I’m astounded by how many people are offended, angry or disapproving of Whole Foods coming to Midtown. I’m willing to bet some of these same people live in the suburbs and shop at the local WalMart (which is known for paying low wages to their employees and for age discrimination). Some of these are the same people who complain about the blight and abandoned buildings in the city, but will protest new construction going up. Many people seem to also believe that all people in Detroit are poor and can’t afford Whole Foods prices. These same people are debating that Whole Foods coming into the Midtown community will put the “mom-and-pop” stores out of business resulting in lost jobs. The existing grocery store in Midtown IS NOT a “mom-and-pop” owned store; it is a Spartan store with extremely high prices and very poor quality food. Mom-and-pop grocery stores barely exist anymore, particularly in Midtown. And the next nearest grocery store is a Kroger in Grosse Pointe Woods.
People are also complaining about how much Whole Foods will receive in tax incentives.
Nearly every large company operating in Downtown DETROIT receives tax incentives and the only ones not paying back into the community as much as they receive from it are the three existing CASINOS, that gross millions of dollars per day. That seems like it would be something for people to get angry about. Unfortunately, no one has really noticed.
Change is good and positive progress is even better. A suburb is only as strong as the city that it surrounds. If Detroit doesn’t grow and flourish, Metro Detroit suburbs won’t either. It’s time for us to stop living in the 1800’s. The reason we don’t have more economic opportunities in Detroit is because of many of these same narrow-minded complainers who don’t even live in the city limits, don’t want to embrace positive change for what it is, and they work extremely hard to prevent the change from occurring. Instead they prefer to dwell on all of the fictional problems that they expect the change to cause, without even thinking for one second that a company like Whole Foods has already possibly considered those and found solutions for them in advance.
So it’s ok for suburban neighborhoods to have grocery stores and the evil WalMart where everything is made in China, but it’s not okay to have a grocery store in Midtown?

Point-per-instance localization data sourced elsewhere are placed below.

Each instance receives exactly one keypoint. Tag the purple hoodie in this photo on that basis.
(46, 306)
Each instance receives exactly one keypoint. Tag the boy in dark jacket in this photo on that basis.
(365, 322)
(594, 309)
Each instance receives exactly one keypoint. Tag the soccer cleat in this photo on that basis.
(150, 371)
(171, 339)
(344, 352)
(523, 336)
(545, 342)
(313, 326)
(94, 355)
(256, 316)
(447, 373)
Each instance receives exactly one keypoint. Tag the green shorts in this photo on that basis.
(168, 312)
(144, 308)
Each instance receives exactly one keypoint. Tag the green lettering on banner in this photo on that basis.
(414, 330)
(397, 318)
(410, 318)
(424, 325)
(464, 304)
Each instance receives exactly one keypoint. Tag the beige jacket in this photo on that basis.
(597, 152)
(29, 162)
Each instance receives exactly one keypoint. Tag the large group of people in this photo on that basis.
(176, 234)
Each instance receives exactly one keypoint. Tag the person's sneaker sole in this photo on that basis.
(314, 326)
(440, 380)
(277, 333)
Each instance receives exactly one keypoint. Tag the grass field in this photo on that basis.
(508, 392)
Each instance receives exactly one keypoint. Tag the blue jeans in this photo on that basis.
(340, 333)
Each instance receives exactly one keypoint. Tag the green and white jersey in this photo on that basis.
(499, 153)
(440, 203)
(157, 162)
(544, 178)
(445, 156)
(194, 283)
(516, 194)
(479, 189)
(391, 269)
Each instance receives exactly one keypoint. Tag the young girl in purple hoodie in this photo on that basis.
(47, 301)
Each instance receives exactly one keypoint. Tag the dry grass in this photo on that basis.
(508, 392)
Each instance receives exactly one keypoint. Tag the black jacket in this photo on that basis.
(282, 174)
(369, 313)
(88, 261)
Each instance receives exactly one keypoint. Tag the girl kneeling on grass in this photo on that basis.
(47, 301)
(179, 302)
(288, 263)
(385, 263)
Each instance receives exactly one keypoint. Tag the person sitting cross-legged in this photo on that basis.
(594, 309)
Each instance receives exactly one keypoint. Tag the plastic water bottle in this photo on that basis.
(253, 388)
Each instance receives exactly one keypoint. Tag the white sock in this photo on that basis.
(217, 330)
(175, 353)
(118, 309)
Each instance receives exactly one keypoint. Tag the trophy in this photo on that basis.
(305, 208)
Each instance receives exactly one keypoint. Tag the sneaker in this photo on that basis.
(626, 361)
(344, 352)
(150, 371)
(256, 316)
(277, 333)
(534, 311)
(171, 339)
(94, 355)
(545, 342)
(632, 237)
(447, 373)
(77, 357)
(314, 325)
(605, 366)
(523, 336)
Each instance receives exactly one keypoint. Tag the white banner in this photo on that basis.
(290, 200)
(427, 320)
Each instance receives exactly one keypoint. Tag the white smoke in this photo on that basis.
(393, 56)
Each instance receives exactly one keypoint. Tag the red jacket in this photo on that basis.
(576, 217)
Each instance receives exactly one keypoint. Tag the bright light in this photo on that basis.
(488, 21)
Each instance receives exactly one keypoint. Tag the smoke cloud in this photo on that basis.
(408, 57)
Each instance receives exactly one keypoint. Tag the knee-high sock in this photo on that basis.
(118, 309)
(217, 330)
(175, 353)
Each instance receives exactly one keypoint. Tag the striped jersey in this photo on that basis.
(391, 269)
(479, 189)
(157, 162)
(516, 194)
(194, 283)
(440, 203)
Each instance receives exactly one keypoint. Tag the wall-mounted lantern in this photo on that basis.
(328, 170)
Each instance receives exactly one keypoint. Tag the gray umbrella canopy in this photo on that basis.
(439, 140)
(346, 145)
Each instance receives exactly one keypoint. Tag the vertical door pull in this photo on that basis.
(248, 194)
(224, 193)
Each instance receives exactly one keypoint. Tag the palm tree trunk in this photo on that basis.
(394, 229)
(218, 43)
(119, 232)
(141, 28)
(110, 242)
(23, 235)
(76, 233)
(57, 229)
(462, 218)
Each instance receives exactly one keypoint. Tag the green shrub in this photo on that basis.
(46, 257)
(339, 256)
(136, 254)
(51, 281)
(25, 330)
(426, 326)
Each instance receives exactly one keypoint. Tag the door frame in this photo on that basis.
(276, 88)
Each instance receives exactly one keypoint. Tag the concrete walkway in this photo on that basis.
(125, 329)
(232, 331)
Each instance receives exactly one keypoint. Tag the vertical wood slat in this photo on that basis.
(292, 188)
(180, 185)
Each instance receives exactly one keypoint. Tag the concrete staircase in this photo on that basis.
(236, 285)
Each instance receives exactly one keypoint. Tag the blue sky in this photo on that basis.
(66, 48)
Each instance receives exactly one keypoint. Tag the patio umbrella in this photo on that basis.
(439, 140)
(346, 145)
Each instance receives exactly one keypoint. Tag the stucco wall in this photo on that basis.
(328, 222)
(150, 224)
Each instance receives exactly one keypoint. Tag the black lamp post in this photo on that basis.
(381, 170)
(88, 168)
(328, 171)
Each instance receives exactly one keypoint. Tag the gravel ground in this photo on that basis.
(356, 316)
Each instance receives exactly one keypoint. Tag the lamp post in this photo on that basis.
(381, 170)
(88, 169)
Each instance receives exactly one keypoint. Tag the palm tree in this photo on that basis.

While the complainers are steadily on the backs of Whole Foods, they overlooked additional growth taking place within the city – mostly because they are unable to multi-focus their complaints in more than one direction at the same time. That is actually a very good thing. It’s good because growth is under the radar for these complainers. Detroit is getting a Meijer store and “strip” mall at 8 Mile Road and Woodward opening in 2013. Twitter (YES, TWITTER) and Chrysler are opening offices in downtown Detroit, not to mention the huge Olga’s Kitchen opening in the CompuWare building. Furthermore, Whole Foods has invested $1 Million to bring a non-traditional banking facility, that operates successfully in New York and California (with an impressively low minimal loan default ratio) to the city of Detroit that will help business owners fund their businesses and projects when the existing traditional banks deny them lines of credit.
Did you catch that?
Whole Foods is already making a positive change to help the city business owners and they just broke ground this month.
All the nasty, bigoted, elitist comments being made on news posts and blogs are utterly ridiculous and extremely exaggerated. People are constantly saying that people residing in Midtown can only grocery shop with bridge cards and can’t afford Whole Foods. Guess what? Midtown Detroit has more doctors, nurses and professionals residing there than reside in Palmer Park and Boston Edison. The average household income in Midtown is over $100,000 per year. There’s also less crime in that part of the city thanks in large part to Wayne State University Police who patrol the entire area.
I commented on articles written by Detroit Free Press and Huffington Post Detroit because I was so surprised at all the negativity. This just reiterates what I said in my previous blog I Get It…I Really Do, about the negative mindsets of people living in Detroit.